Yes, that's exactly right.
T0mr said:
The wikipedia page for Aberation of Light (link by Pervect) says that Aberration is specifically when the observer frame is considered to be moving and the source is considered at rest.
That's not a good way of saying it. You should say Aberration is when the observer is moving in a frame and the source is at rest.
T0mr said:
The light-time correction effect is when the source is moving and observer frame is considered at rest.
And similarly you would say the light-time correction effect is when the source is moving in a frame and the observer is at rest.
T0mr said:
...
I was thinking light-time correction and aberration of light were similar but apparently they are not.
...
I think I understand the Light-time correction better than aberration.
What you should understand is that in the field of astronomy where you are actually looking at objects through telescopes, if it is a distant star, you use the frame where you are moving and the star is at rest and you call it aberration.

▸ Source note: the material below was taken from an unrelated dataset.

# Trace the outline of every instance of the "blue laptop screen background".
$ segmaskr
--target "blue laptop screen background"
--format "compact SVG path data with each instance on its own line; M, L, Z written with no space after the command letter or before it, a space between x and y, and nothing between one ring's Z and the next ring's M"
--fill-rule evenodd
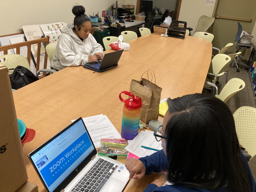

If you are looking at a planet, you'd like to use the frame in which you are stationary and the planet is moving and you would call it light-time correction but it is more practical to use the frame in which the sun is stationary and both you and the planet are moving and you call it planetary aberration which is a combination of both "effects".
These issues are real factors for astronomers where the speeds are very slow and continually repeatable due to orbits and the effects are very small but big enough that they can't be ignored when aiming a telescope.
Your thought experiment of someone observing a continually light-emitting object traveling at near light speed would never be an issue for an astronomer because he would never have enough warning of where to look for such an object so it's really not important in my opinion whether you label it the one effect or the other.
In Special Relativity, we generally regard this issue as part of the
Relativistic Doppler effect, specifically for
motion in an arbitrary direction and we call it Relativistic Aberration.
T0mr said:
This kind of reminds me of the thought experiment where an elevator is flying very fast through space. It has a hole in it for light from a distant source to go through but the light beam hits the other side of the inside of the elevator higher than the hole because of the motion.
The important thing to keep in mind is that you can take any scenario such as this one or the one you first described (except with a continual light source) and you can transform it using the Lorentz Transformation process from the frame in which the observer is stationary into the frame in which the source is stationary. Then what you call Light-Time Correction in the first frame becomes Aberration in the second frame. Or if you really want to mix the effects, you can have two observers who carry light sources and have both effects going on at the same time. Then if you want to really, really mix the effects, you can transform to a third frame in which both observers are moving, say, in opposite directions at the same speed (or any other frame).
However, in spite of all this fiddling with nomenclature, you should be aware that transforming to different frames has no bearing on what each observer actually sees.